What are your recommendations regarding self-titration of basal insulin?

Dr. Abrahamson:  

That's another good question. Interestingly enough, there have been studies that have actually compared what we call auto titration or self-titration against a program where patients had to call into their doctor's office or nurse practitioner's office for advice about titration of their basal insulin after starting basal insulin. And those who did auto titration actually did better than those who were... Had to rely on calling into a doctor's office.
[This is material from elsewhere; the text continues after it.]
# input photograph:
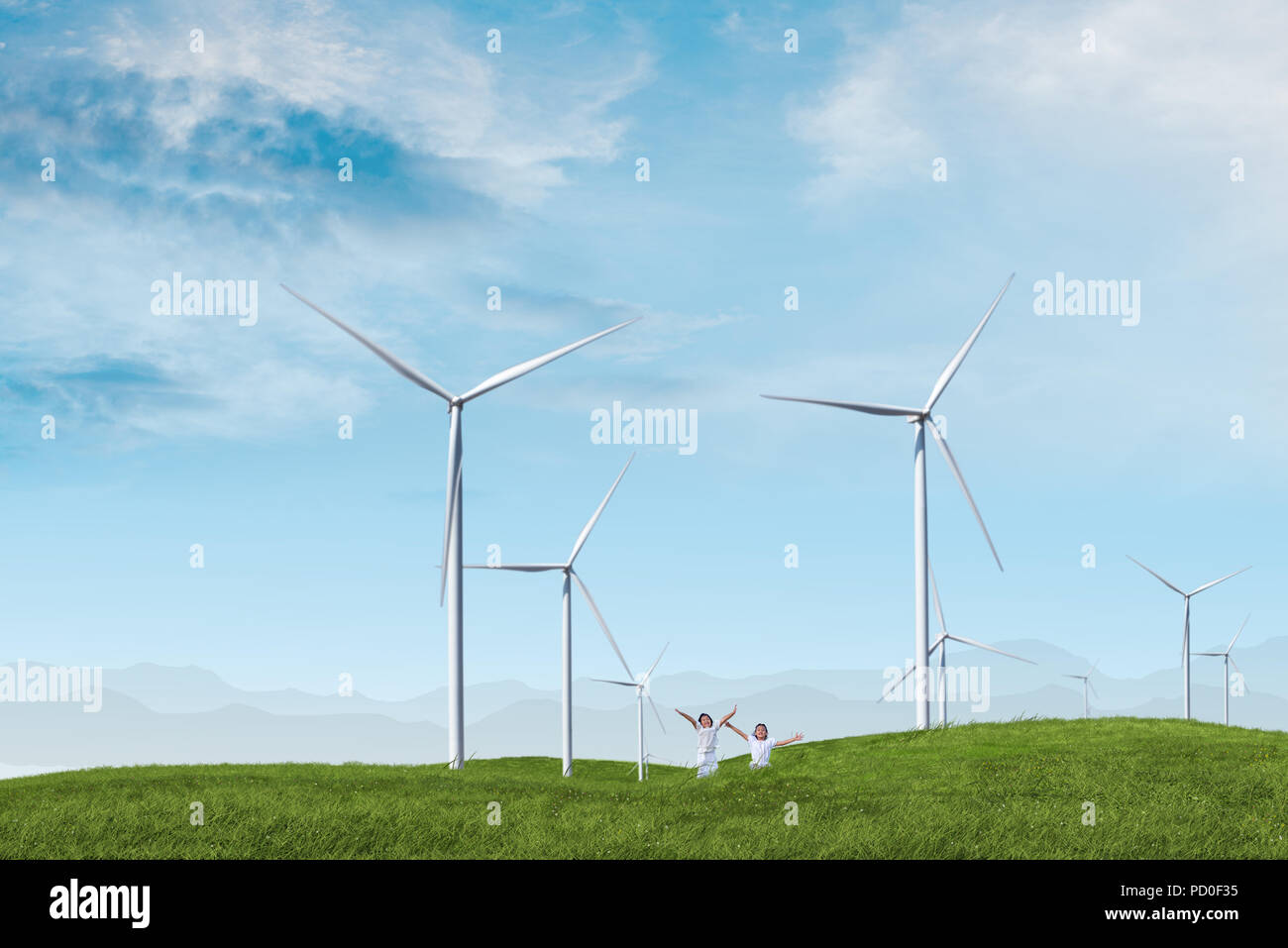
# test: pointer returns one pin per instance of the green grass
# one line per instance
(1162, 789)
So in practice, if I give people a simple algorithm to follow, for example, adjust your dose of insulin by two units every 2-3 days until you reach your target glucose, which is usually around 80-130 milligrams per deciliter, but which could be defined by the physician for the patient or with the patient, and I find patients can adhere to this regimen. And to be on the safe side I sometimes say when you get to a certain insulin dosage and you're a little reluctant to keep titrating up, then you can give me a call. But auto titration works very well.

Lee Tetreault:

And lastly, Doctor, to what extent does cost and effectiveness influence decisions about second agent?

Dr. Abrahamson:  

Cost is always a question that comes up in these meetings, and quite rightly so, because there are many drugs today available to treat type 2 diabetes; the newer drugs are more expensive. And if people have an issue with cost, then we generally recommend using the generic products. But if insurance companies are covering the cost of some of the newer drugs, in particular people who have established atherosclerotic cardiovascular disease, I would strongly encourage people to add on to metformin GLP-1 receptor agonists and SGLT2 inhibitors. In fact, the American Association of Clinical Endocrinologists guideline for the treatment of type 2 diabetes says, from a hierarchical point of view of efficacy, the drugs to add on to metformin are GLP-1 receptor agonists and SGLT2 inhibitors, even in the absence of cardiovascular disease because of the efficacy and their safety profile. But that being said, not everybody can afford these drugs, and in those cases we need to resort to using the generic products more frequently.

Lee Tetreault:

This is great information, Doctor, thank you so much for your time today.

Dr. Abrahamson:  

Thank you for the invitation to be here.